Handball, 3. Liga

TVS Baden-Baden

HSG Konstanz

23:30 (12:16)

Es schien zwischenzeitlich schon so, als würde die HSG Konstanz in Baden-Baden den zweiten Derbysieg in Folge souverän erringen. Doch „ein, zwei ganz doofe Phasen“, so Cheftrainer Daniel Eblen, brachten den Zweitliga-Absteiger nochmals richtig unter Druck. Glücklicherweise war Simon Tölke zur Stelle, parierte einige freie Chancen und brachte schnell wieder etwas Ruhe und Souveränität zurück. Am Ende durfte Konstanz so einen deutlichen 30:23-Erfolg feiern und machte vor dem Heimspiel am Samstag, 20 Uhr, gegen Pfullingen weiter Boden gut.

Das Umfeld passt: Große Kulisse und tolle Stimmung

Große Kulisse, tolle Stimmung und auf dem Spielfeld ein temporeicher, hochintensiver Schlagabtausch: Das Südbaden-Derby in Baden-Baden zwischen dem TVS und der HSG Konstanz bot den Zuschauern einen interessanten Handball-Sonntagnachmittag. Von Beginn an stellte die HSG dabei eine stabile Defensive, brachte Torwart Simon Tölke dadurch gut ins Spiel und zog nach Ballgewinnen das Tempo über die ersten und zweite Welle an. Insbesondere von der rechten Seite zeigten sich die Gäste mit Fabian Maier-Hasselmann und Joschua Braun bärenstark. Braun war es auch, der mit einem Doppelschlag auf 8:4 stellte – Party im lautstarken HSG-Fanblock.

Auch anschließend wirkte die HSG überlegen – spielerisch und körperlich. Fabian Wiederstein demonstrierte diese Überlegenheit am Kreis auf beeindruckende Art und Weise und tankte sich zweimal durch: 11:5 (19.). Die Mannschaft von Daniel Eblen profitierte von einer konzentrierten Deckungsleistung, einem von Tölke parierten Siebenmeter und einem variantenreichen, schwer ausrechenbaren Spiel. Doch die Chancenverwertung und Cleverness, sie bleiben nach wie vor das Konstanzer Sorgenkind. Freie Gegenstöße wurden nicht verwandelt und einige technische Fehler brachten Eblen erneut zur Weißglut. Nach Ablauf der ersten 30 Minuten dann jedoch das Highlight des Spiels: Tom Wolf trat erneut zum direkten Freiwurf an – und erneut gelang ihm ein Kunstwurf, über den Block (16:12). Dieses Mal zappelte der Ball im Netz.

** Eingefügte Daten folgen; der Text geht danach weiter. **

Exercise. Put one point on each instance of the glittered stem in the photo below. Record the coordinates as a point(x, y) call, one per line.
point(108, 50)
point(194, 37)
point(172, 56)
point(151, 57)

„Wir sind froh, hier gewonnen zu haben“, meinte Daniel Eblen. „Im Moment zählen für uns vor allem Erfolgserlebnisse. Der Sieg war wichtig und auch gar nicht so einfach zu holen, mit dem Druck und der Halle in Sandweier im Rücken.“ Denn nach der Pause traf Joschua Braun zwar zum 22:16 – es schien alles für die HSG Konstanz zu laufen. Nach 45 Minuten jedoch kochte die Rheintalhalle, als Baden-Baden zum 20:22 aufschließen konnte. Der Druck wuchs – aber das junge HSG-Team behielt die Nerven. Simon Tölke bewahrte seine Mannschaft mit einigen Paraden freier Würfe vom Kreis vor Schlimmerem. Fabian Wiederstein tankte sich kurz darauf mit seiner ganzen körperlichen Präsenz am Kreis durch und erzielte den wichtigen Treffer zum 23:20. Danach behielten die Gelb-Blauen die Nerven und kühlten die entfachte Stimmung rasch wieder ab.

Paul Kaletsch war es, der erfolgreich die Verantwortung übernahm. Dann tankte sich Samuel Wendel durch und traf, eingelaufen an den Kreis (27:21). Wenig später legte er für Paul Kaletsch auf – Kempa-Trick zum 29:23 und der letzte Höhepunkt eines wichtigen Erfolges, der am Ende doch noch souverän war. „Wir bringen uns aber selbst in die Bredouille“, schüttelte Eblen den Kopf. „In die kritische Situation dürfen wir gar nicht erst kommen. Da waren Fehler in Serie dabei und wir müssen uns bei Simon bedanken, dass nicht mehr passiert.“

HSG Konstanz: M. Wolf, Tölke (Tor); Stotz, Schlaich (1), T. Wolf (2), Wiederstein (7), Kaletsch (7/3), Krüger (1), Maier-Hasselmann (4), Braun (3), Jud (1), Keupp (2), Wendel (2), Löffler. – Z: 700.